Job runner is also responsible for notifying the client if the job took longer than the threshold.
Notifications system
This was written at 2am whilst sitting on my office floor, so I’m dreading going back to this code.
Nonetheless, it works via Lambda and SQS. Essentially, a message is emitted from the task runner if the monitor takes longer than the customer defined threshold. It emits a message on the relevant queue that we want notifications on. These individual queues then trigger individual lambdas (although all the notifications code is part of one repo). This data is part of the message body that is sent to the task runner, to reduce database calls.
{
...
notifications: [
{type: "slack", url: "https://slack.com/xyz"},
{type: "email", emails: "josh@turboapi.dev, support@turboapi.dev"}
]
}
When there are multiple email addresses (as in the example above), we split the string on the comma and then send messages to the email queue for each email address.

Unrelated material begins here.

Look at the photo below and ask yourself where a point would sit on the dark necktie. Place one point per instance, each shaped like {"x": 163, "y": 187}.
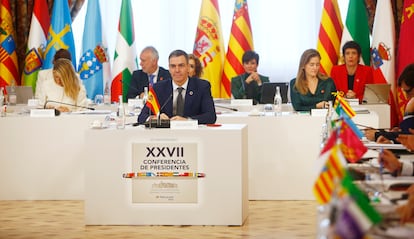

The logic for this system is simple since it merely notifies the third party, and then shuts down.
Plugging it all together
My goal when building any system is excellence. But, when trying to get a product to market, excellence has to take a back seat. I wouldn’t say I sacrificed much code quality for the sake of delivery, however there are some rushed choices and lack of automation that will be a priority to improve on in the coming months. It wasn’t the quickest MVP in history, but it wasn’t the slowest. I’ve learnt a lot from the experience of building this product and believe that in the future, I’ll be copying large portions of code into any new product I built to speed up that “laying the groundwork” stage. Primarily, it’s shown me how much of a market there must be for developer tooling, especially in the early stages of product development. Finally, I’m incredibly grateful to AWS for giving me startup credits that have saved my wallet a number of times and DigitalOcean for their fantastic customer support.